The y-axis is a scale representing the customer view of the product. At the top are highly customised products, like a bespoke suit, tailored exactly to the individual customer. On the bottom are highly standardised products, like paperclips, where you can be fairly sure a million other customers have the exact same thing as you.

The trade-off is that the more artisanal your production process- in other words, the further left on the x-axis- the higher your costs will be, and so the smaller a market you will find. These are people who require absolute standards in quality (airplanes, for example) or have a lot more money to spend. Meanwhile, as you move to a more efficient and cheap production process, you move to lower price-points as customers pay less for less personalised or lower quality goods.

Think about it in terms of value sticks. Top left is high WTP, high price, high cost, low numbers. Bottom right is low WTP, low price, low cost, high numbers.

Mass Market. The middle is often where the larger players are, and entering here requires some combination of a long-standing brand and access to large amounts of capital. Margins are low as companies compete for customers by cutting price down to near their costs, which means economies of scale are needed to compete. New entrants rarely come in here.

As a result of this, the Low Cost market may sometimes be dominated by the same mass market players, who can use their scale to rebrand a cheaper version of their main product as an option for the most cost-sensitive buyers. Specific resources might also establish a company in this region, for example local logistical access or cheaper licensing fees.

Niche. Here there are as many opportunities as there are customers with individual needs and the ability to pay for them. The question is whether you can sell enough items at enough profit to cover your fixed costs.

Ecosystem Dynamics

Determine where you fit on the map. Do your value sticks align with this position? And behind that question, does your core resource align with the value stick required for this position on the map?

Not everyone is a competitor. Consider the shared workspace office model; WeWork occupies the centre of the map, being the mass market option. There are a few cheaper options with less offered in the offices. And there are a number of niche competitors in London, like The Office Group, the Ned, 12 Hay Hill. They are fighting for different customers, and the huge growth of WeWork has actually helped the flourishing of the niche market.

Without WeWork, the sector was not well defined to customers; there was no frame of reference. WeWork’s millions spent on advertising informed customers about the niche, meaning smaller companies that did not have the financial firepower to advertise on the scale WeWork did were able to piggy-back on the new consumer knowledge.

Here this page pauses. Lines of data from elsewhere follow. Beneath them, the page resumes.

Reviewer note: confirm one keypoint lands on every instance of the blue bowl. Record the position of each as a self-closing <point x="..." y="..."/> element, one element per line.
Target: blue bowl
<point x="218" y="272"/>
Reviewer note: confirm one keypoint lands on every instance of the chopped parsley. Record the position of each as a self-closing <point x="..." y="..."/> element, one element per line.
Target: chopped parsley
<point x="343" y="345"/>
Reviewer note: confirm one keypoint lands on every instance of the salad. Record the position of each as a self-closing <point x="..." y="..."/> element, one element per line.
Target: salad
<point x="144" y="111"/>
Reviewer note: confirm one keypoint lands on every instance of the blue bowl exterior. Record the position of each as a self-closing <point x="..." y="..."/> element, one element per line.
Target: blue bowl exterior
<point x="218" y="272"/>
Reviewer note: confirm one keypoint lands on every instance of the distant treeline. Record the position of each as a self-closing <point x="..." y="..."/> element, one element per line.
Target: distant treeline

Even within the mass market, it is possible to carve out niches by sub-sector. For example, office spaces might be more attractive to certain age groups or business sectors.

Often a new entrant will take a niche with a core resource that differentiates it, and then defend it by building a brand. Larger mass market players can then buy these niches for access to the customers, either keeping the separate brand or blending the new customers into their own. Or, other niche players may raise sufficient funds to decide to defend a corner of the market and so buy other smaller niche companies.

The Frontier Curve

The two axes can be relabelled, with the x-axis becoming “price” and the y-axis “responsiveness”. A more continuous production method has a lower price, a more customised product is more responsive to the customer. This gives us a frontier curve map.

The green line represents the limits of what is doable with current technology. For any given price there is a maximum in responsiveness achievable, and vice versa. There are three things companies can do.

An inefficient company can move from within the curve onto it, by increasing internal efficiencies to industry best practise.

A trade-off play means moving along the frontier, but to a different point, where perhaps there is an unserved customer need. Niche v mass market v low cost. Local butcher v Waitrose v Lidl.

Innovation means extending the frontier. For the same production cost that other industry players have, you can now have a more responsive product. In theory, you can sell at the same price to more customers, or for a higher price to the same number of customers- the specifics depend on your elasticity of demand, but the result either way is increased profit.

Conclusion

As always, the value to be drawn from this exercise is a clearer understanding of your own alignment and resources. Such mapping may be useful in explaining your proposition to both investors and customers, as well as in helping to set a price point.